La Russie intervient aussi loin de son territoire pour la première fois depuis 36 ans : en 1979, il s’agissait pour les troupes soviétiques d’envahir l’Afghanistan. Elle rappelle ainsi qu’elle est un soutien indéfectible au président syrien, toujours au pouvoir après plus de quatre ans d’une guerre qui a fait plus de 240.000 morts.

"Le seul moyen de lutter efficacement contre le terrorisme international — en Syrie comme sur les territoires voisins — (...) est de prendre de vitesse, de lutter et de détruire les combattants et les terroristes sur les territoires qu’ils contrôlent et ne pas attendre qu’il arrivent chez nous", a résumé mercredi Vladimir Poutine.

- Assad et l’opposition -

L’homme fort du Kremlin a parallèlement appelé Bachar al-Assad au "compromis" avec l’opposition tolérée par le régime.
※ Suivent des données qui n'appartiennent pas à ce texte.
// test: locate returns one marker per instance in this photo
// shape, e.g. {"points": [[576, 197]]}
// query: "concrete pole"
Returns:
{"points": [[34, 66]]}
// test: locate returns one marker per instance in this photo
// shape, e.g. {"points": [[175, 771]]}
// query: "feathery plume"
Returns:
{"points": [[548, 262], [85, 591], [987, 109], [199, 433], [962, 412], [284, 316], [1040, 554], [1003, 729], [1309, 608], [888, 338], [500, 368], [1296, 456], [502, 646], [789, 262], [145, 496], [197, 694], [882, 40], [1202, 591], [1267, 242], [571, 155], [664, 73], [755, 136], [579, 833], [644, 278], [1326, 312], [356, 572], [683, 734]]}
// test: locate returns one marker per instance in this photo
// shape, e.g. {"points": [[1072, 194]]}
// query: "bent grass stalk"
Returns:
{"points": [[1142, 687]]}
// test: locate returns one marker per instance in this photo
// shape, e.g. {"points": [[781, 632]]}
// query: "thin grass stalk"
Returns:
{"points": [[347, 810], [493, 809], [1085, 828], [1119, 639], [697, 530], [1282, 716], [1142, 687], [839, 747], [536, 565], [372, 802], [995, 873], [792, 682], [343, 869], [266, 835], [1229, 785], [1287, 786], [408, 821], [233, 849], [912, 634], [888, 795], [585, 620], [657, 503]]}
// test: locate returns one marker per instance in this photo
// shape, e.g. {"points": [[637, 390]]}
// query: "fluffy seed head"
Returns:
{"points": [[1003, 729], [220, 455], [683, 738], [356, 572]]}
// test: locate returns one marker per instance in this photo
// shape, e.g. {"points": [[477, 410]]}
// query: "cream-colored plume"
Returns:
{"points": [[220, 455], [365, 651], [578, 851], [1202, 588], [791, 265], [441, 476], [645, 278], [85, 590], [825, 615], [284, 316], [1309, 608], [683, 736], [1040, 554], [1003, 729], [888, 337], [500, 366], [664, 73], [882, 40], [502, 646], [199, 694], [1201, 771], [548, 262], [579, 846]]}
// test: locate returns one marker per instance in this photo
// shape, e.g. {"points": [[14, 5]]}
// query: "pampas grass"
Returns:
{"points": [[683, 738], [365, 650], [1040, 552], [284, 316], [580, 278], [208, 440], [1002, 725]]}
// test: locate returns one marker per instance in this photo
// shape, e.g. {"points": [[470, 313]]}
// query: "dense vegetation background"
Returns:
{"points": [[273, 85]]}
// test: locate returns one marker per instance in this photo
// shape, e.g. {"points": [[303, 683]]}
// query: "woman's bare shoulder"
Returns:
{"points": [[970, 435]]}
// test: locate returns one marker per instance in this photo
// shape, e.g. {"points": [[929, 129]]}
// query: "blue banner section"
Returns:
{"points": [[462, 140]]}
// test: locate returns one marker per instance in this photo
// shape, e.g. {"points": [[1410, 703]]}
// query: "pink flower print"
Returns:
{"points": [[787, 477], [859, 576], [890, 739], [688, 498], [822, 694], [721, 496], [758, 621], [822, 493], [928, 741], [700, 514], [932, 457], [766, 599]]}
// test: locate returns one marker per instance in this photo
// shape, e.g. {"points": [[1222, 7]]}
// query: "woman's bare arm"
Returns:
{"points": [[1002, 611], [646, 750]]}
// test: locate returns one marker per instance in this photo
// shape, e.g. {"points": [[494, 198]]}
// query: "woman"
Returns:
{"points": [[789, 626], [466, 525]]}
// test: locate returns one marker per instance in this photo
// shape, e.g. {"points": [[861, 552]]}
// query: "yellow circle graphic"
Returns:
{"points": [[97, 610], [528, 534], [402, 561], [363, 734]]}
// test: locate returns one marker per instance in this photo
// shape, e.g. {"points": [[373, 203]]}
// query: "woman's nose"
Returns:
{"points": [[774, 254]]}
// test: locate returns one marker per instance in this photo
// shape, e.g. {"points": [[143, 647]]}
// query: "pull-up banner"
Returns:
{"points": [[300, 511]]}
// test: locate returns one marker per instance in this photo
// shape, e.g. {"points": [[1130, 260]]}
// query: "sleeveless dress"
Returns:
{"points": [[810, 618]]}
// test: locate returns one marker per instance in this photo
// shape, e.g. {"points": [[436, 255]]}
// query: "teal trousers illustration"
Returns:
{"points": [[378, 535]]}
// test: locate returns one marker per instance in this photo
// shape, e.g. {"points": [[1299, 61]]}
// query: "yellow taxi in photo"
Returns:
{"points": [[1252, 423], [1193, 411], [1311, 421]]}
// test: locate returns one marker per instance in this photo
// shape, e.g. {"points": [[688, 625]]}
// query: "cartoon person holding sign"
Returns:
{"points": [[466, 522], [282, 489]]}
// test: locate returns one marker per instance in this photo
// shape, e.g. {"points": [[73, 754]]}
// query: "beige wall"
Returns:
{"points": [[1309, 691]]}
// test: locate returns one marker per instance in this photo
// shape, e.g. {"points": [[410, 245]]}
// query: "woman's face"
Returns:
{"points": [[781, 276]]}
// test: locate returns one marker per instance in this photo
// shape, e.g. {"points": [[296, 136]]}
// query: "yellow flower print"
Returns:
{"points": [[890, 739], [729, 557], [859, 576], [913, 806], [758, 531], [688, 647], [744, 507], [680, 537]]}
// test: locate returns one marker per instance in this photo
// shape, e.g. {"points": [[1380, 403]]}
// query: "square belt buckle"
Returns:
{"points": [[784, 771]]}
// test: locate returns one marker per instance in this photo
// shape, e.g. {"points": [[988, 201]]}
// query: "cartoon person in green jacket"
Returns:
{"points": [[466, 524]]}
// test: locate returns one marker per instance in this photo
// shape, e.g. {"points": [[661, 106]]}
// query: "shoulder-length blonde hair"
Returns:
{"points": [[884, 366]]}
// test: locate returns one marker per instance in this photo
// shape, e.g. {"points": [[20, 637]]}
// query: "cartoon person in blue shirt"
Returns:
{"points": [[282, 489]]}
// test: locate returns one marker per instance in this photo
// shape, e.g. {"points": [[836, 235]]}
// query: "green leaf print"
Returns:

"Le règlement définitif et durable du conflit en Syrie n’est possible que sur la base d’une réforme politique et d’un dialogue avec les forces saines du pays", a-t-il déclaré, ajoutant que le président syrien était "prêt à un tel processus".

Il a en outre affirmé que les bombardements étaient conformes au droit international puisqu’ils répondaient à une demande d’aide militaire formulée par la présidence syrienne, qui a confirmé qu’une lettre en ce sens avait été envoyée par Bachar al-Assad, à défaut d’une résolution à l’ONU.

Le président russe a également confirmé que le dispositif ne concernait que des frappes aériennes en soutien aux forces gouvernementales, excluant ainsi l’engagement de troupes au sol.

La Russie est montée en puissance en Syrie durant l’été, et surtout en septembre, en déployant avions, hélicoptères, tanks et soldats dans le nord-ouest du pays et en construisant une base dans l’aéroport de Lattaquié. Elle a intensifié ses livraisons d’armes à l’armée régulière syrienne.

Parallèlement, Vladimir Poutine a cherché, y compris lundi à la tribune de l’ONU, à convaincre la communauté internationale de former une "large coalition antiterroriste" contre l’Etat islamique, incluant Damas et Téhéran.

Barack Obama, qui mène sans grand succès depuis un an une vaste campagne contre le groupe jihadiste, ainsi que le président français François Hollande ont rejeté cette idée et insistent sur la nécessité d’un "nouveau dirigeant" à Damas.